Functions to interpret a SOP expression

Description

These functions interpret an expression written in a SOP (sum of products) form, for both crisp and multivalue QCA. The function translate() translates the expression into a standard (canonical) SOP form using a matrix of implicants, while compute() uses the first to compute the scores based on a particular data input.

For crisp sets notation, upper case letters are considered the presence of that causal condition, and lower case letters are considered the absence of the respective causal condition. Tilde is recognized as a negation, even in combination with upper/lower letters.

Functions similar to translate() and compute() have initially been written by Lewandowski (2015) but the actual code in these functions has been completely re-written to integrate it with the package QCA, and expanded with more extensive functionality (see details and examples below).

The function sop() transforms any expression (most notably a POS product of sums) into a sum of products, minimizing it to the simplest equivalent logical expression. It provides a software implementation of the intersection examples presented by Ragin (1987: 144-147), and extended to multi-value sets.

Usage

translate(expression = "", snames = "", noflevels, data)
compute(expression = "", data, separate = FALSE)
sop(expression = "", snames = "", use.tilde = FALSE, noflevels)

Arguments

expression String: a QCA expression written in sum of products form.
snames A string containing the sets' names, separated by commas.
use.tilde Logical, use tilde to negate bivalent conditions.
noflevels Numerical vector containing the number of levels for each set.
data A dataset with binary cs, mv and fs data.
separate Logical, perform computations on individual, separate paths.

Details

A SOP - sum of products is also known as a DNF - disjunctive normal form, or in other words a "union of intersections", for example A*D + B*c.

The same expression can be written in multivalue notation: A{1}*D{1} + B{1}*C{0}. Both types of expressions are valid, and yield the same result on the same dataset.

For multivalue notation, causal conditions are expected as upper case letters, and they will be converted to upper case by default. Expressions can contain multiple values to translate, separated by a comma. If B was a multivalue causal condition, an expression could be: A{1} + B{1,2}*C{0}.

In this example, all values in B equal to either 1 or 2 will be converted to 1, and the rest of the (multi)values will be converted to 0.

These functions automatically detects the use of tilde "~" as a negation for a particular causal condition. ~A does two things: it identifies the presence of causal condition A (because it was specified as upper case) and it recognizes that it must be negated, because of the tilde.
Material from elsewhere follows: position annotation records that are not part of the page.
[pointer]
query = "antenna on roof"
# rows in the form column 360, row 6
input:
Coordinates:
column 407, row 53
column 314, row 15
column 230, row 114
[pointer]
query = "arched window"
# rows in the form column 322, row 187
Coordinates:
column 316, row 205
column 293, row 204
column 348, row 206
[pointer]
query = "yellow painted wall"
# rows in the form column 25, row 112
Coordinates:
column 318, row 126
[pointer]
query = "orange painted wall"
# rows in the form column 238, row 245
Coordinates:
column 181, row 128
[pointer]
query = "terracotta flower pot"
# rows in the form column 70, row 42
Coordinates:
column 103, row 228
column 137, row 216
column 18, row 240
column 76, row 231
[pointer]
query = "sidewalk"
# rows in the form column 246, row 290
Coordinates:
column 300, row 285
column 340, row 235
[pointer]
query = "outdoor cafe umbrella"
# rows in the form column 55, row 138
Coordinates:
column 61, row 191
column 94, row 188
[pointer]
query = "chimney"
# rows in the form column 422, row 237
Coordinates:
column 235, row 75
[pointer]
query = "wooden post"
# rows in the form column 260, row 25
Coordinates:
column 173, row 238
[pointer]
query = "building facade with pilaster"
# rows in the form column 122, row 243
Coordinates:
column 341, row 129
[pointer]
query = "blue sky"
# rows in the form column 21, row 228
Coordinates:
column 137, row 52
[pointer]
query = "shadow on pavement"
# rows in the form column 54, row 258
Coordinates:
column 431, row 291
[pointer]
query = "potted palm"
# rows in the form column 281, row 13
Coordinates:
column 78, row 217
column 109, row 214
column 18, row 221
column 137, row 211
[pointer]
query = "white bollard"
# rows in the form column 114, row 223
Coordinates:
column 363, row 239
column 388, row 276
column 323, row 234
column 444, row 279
It works even combined with lower case names: ~a, which is interpreted as A.

To negate a multivalue condition using a tilde, the number of levels should be supplied (see examples below). Improvements in version 2.5 allow for intersections between multiple levels of the same condition. For a causal condition with 3 levels (0, 1 and 2) the following expression ~A{0,2}*A{1,2} is equivalent with A{1}, while A{0}*A{1} results in the empty set.

The number of levels, as well as the set names can be automatically detected from a dataset via the argument data. Arguments snames and noflevels have precedence over data, when specified.

The use of the product operator * is redundant the set names are single letters (for example AD + Bc), and is also redundant for multivalue data, where product terms can be separated by using the curly brackets notation.

When conditions are binary and their names have multiple letters (for example AA + CC*bb), the use of the product operator * is preferable but the function manages to translate an expression even without it (AA + CCbb) by searching deep in the space of the conditions' names, at the cost of slowing down for a high number of causal conditions. For this reason, an arbitrary limit of 7 causal snames is imposed, to write an expression with.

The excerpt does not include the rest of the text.